Bukvic is an assistant professor in the Department of Geography in the College of Natural Resources and Environment and co-leader of the Coastal@VT initiative at Virginia Tech. She has a multidisciplinary education that drives her dedication to study complex issues with a focus on interdisciplinary integration and holistic problem-solving. Bukvic’s research focuses on coastal adaptation, resilience, and vulnerability, as well as on hazard-induced population displacement and relocation.

Karpanty remembers growing up fishing and camping with her family. “Spending time outside studying nature and animals is what made me happy. I initially began to ask questions about why birds migrate, which ultimately led to my career in conservation,” she said. 

Karpanty is an associate professor in the Department of Fish and Wildlife Conservation also in the College of Natural Resources and Environment at Virginia Tech and an affiliated faculty member of Coastal@VT. Karpanty studies how changing climate impacts wildlife and the recovery of imperiled species, ranging from lemurs in the rainforests of Madagascar to shorebirds on the U.S. Atlantic Coast. She is interested in how human communities can make choices in the face of climate change that both help people and wildlife.

“To be a scientist, you need to ask questions, make observations, follow where your interests are, and use a set of tools to solve problems,” said Karpanty.  

At the Kids’ Tech University event, Bukvic and Karpanty introduced the problem of sea level rise and climate change.
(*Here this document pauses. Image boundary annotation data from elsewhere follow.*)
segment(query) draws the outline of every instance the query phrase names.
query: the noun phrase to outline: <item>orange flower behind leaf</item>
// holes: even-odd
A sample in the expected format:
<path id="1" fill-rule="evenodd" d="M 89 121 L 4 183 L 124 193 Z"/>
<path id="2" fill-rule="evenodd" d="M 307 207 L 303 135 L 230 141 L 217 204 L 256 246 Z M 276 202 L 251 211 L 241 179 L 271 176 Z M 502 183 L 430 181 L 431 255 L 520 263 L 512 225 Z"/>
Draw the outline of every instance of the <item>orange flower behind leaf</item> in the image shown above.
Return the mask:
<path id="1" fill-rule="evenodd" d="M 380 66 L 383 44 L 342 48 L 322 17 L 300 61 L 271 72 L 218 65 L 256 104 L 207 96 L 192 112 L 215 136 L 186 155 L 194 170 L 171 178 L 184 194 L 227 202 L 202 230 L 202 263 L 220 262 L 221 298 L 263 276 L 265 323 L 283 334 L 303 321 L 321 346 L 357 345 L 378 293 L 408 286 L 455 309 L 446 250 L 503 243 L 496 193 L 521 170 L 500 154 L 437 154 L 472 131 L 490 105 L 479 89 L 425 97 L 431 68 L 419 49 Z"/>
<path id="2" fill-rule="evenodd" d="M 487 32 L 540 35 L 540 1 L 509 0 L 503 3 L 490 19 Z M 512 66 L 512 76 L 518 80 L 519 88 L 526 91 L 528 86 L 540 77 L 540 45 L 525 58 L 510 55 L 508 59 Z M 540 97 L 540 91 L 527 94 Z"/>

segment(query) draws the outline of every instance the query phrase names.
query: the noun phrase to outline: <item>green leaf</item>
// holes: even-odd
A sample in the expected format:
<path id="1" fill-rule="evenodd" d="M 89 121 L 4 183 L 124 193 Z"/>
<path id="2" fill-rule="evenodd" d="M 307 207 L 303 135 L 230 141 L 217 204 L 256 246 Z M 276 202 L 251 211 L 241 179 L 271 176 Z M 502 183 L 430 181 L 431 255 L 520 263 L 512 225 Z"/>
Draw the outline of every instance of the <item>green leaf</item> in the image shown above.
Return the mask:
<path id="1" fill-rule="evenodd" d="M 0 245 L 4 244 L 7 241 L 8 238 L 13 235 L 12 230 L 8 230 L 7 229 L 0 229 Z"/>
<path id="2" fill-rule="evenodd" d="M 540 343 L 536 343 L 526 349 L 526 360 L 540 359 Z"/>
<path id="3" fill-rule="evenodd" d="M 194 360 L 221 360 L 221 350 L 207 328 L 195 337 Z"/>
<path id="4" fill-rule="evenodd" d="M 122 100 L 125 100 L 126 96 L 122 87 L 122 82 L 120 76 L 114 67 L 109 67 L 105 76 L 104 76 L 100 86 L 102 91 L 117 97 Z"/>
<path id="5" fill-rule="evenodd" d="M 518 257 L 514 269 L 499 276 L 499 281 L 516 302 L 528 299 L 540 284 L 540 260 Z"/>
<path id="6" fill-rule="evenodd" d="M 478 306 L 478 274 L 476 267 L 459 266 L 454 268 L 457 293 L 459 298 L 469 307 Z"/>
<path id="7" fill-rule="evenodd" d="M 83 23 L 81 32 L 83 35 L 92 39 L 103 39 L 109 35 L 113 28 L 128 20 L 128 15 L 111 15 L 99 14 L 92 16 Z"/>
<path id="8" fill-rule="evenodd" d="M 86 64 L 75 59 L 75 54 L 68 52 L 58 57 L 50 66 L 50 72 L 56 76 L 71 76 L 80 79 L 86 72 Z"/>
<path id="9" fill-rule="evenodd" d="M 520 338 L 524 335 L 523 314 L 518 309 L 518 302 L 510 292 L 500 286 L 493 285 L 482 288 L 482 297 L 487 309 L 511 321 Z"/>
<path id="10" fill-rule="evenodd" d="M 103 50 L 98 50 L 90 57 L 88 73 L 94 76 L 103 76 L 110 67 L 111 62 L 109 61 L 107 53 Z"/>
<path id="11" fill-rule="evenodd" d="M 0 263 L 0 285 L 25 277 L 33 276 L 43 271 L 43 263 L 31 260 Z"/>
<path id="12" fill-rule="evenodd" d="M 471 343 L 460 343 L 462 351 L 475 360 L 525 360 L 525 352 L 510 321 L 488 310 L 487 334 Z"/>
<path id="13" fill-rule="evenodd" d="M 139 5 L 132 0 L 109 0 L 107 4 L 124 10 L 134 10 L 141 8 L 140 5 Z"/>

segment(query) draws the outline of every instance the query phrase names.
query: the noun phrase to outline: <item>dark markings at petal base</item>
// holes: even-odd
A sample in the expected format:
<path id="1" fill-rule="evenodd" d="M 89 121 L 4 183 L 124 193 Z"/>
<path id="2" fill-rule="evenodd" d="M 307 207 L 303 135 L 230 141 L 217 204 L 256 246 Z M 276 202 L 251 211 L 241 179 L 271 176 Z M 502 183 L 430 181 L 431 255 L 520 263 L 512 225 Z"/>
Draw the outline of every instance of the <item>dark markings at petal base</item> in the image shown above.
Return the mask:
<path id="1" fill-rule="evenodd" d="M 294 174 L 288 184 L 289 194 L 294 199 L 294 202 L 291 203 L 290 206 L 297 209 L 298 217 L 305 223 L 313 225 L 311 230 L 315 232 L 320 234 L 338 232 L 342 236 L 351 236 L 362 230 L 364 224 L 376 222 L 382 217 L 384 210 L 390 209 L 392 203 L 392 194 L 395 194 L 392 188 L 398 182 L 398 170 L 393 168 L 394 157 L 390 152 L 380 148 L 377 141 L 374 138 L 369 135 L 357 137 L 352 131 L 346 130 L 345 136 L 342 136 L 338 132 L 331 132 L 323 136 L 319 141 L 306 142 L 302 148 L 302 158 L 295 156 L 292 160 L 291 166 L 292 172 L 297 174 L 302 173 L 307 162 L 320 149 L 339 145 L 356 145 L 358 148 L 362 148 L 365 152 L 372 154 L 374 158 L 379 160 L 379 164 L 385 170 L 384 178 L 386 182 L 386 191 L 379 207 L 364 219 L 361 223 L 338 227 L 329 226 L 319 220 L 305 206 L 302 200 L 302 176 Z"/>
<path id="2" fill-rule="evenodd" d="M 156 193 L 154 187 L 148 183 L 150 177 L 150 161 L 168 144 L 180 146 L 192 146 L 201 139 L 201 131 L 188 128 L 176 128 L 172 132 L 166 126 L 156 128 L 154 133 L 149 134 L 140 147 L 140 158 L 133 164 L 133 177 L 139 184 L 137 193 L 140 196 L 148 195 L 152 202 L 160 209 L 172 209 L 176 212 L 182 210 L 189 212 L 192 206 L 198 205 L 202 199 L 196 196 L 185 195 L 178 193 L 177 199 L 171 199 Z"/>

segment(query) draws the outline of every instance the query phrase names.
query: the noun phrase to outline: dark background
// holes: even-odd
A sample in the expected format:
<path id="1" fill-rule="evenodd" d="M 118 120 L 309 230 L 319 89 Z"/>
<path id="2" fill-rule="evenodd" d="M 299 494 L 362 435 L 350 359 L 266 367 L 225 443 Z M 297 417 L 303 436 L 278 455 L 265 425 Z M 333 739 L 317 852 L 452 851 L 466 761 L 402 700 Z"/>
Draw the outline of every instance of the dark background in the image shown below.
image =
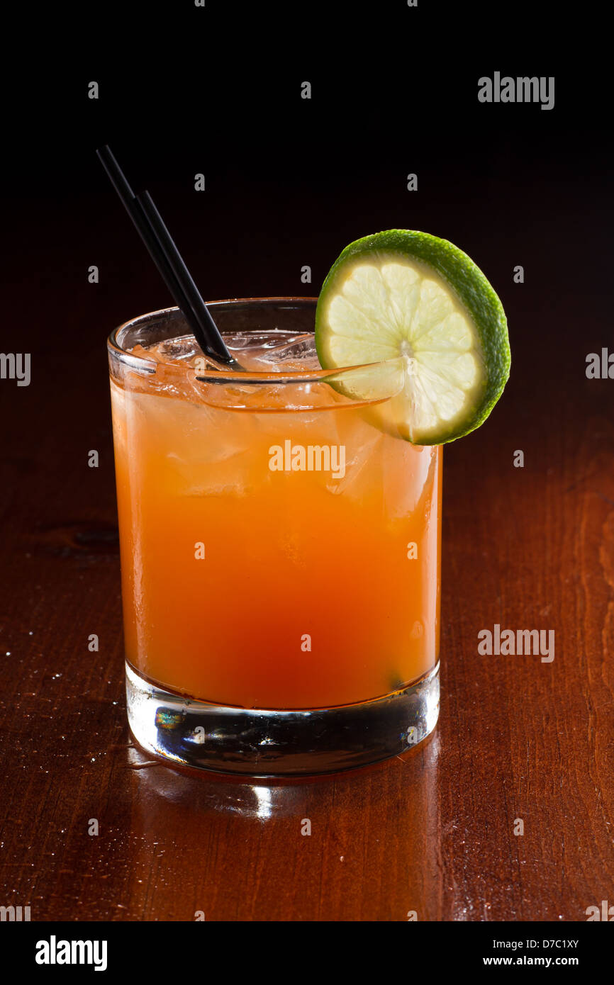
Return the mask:
<path id="1" fill-rule="evenodd" d="M 614 382 L 584 373 L 612 346 L 601 17 L 185 0 L 7 23 L 1 349 L 32 353 L 32 383 L 0 381 L 0 904 L 33 919 L 584 920 L 614 903 Z M 495 71 L 555 76 L 554 109 L 479 103 Z M 317 295 L 348 242 L 407 228 L 464 249 L 503 300 L 510 383 L 444 451 L 442 717 L 402 759 L 256 786 L 177 779 L 130 742 L 104 341 L 171 298 L 103 143 L 206 299 Z M 555 661 L 478 658 L 495 623 L 555 629 Z"/>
They explained the difference between weather and climate: weather is the day-to-day state of the atmosphere but climate is the long-term trend in weather.

Anamaria Bukvic and Sarah Karpanty
Anamaria Bukvic (left) and Sarah Karpanty (right). Photos courtesy of Ivan Morozov.
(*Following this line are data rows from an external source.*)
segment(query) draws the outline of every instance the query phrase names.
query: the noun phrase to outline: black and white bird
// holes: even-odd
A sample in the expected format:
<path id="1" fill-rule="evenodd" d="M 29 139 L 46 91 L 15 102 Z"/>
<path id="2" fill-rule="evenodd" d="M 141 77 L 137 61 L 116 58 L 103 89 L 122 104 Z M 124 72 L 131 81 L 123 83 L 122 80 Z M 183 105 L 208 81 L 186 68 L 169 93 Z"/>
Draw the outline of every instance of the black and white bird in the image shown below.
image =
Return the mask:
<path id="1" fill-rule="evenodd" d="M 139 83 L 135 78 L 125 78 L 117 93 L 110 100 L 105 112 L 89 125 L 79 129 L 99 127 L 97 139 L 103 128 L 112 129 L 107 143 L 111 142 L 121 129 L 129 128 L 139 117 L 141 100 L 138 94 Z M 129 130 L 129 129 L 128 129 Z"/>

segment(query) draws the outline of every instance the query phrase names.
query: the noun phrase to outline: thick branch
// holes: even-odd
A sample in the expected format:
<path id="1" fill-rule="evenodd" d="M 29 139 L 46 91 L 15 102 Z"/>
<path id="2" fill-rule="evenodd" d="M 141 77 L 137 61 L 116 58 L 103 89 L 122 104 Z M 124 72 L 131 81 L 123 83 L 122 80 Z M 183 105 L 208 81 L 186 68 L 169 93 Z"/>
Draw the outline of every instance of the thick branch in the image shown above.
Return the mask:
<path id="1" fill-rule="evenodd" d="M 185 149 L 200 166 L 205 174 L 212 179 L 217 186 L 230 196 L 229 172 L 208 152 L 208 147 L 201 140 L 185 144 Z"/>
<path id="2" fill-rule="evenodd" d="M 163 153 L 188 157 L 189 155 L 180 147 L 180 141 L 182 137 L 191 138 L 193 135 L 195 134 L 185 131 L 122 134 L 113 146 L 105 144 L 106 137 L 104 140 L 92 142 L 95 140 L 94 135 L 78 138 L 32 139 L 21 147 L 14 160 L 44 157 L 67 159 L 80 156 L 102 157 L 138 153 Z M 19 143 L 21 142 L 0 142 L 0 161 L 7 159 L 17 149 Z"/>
The researchers asked the kids to think about how sea level rise will impact individuals and communities. Sea level rise combined with storms will cause significant challenges for people living on the coast as well as for the coastal built environment, infrastructure, and fish and wildlife.

Bukvic and Karpanty concluded with a discussion on possible solutions to combat sea level rise. “There are ways in which we can adapt and help Mother Nature; we can plant marshes that can absorb and buffer the water from communities. Oyster castles are cement structures that can be added along the shoreline that will be colonized by oysters, and they can buffer the mainland against the rising seas and storms,” said Karpanty.

For some communities, it may be necessary to move to higher and safer ground. Changes can also be made to infrastructure to elevate houses and add flood vents.

“In Europe, communities are designing their open spaces to absorb more water, and there are also these great futuristic ideas like designing floating cities,” said Bukvic.

Bukvic and her son then presented a demonstration showing students how to put together an emergency preparedness kit for hurricanes, floods, and other natural disasters, and Karpanty and Bukvic concluded with a question and answer session.

Activities in the afternoon consisted of hands-on STEM activities to reinforce what the kids had learned from Bukvic and Karpanty’s interactive discussion.

Coastal@VT is composed of 36 junior and senior faculty participants from eight different colleges and various scientific disciplines at Virginia Tech led by Robert Weiss, an associate professor of geosciences, and Anamaria Bukvic. Coastal@VT’s mission is to foster coastal resilience and prosperity through transdisciplinary education and engagement. Coastal@VT is one of the concept areas of the Global Systems Science Destination Area that is focused on understanding and finding solutions to critical problems associated with human activity and environmental change that, together, affects disease states, water quality, and food production.

Coastal@VT faculty not only conduct collaborative and interdisciplinary research, but also place an emphasis on inclusiveness and diversity by engaging graduate and undergraduate students in research activities. They are also active in numerous outreach and service initiatives like the session with Kids’ Tech University.

Registration for the 2020 Kids’ Tech University program will open in October 2019.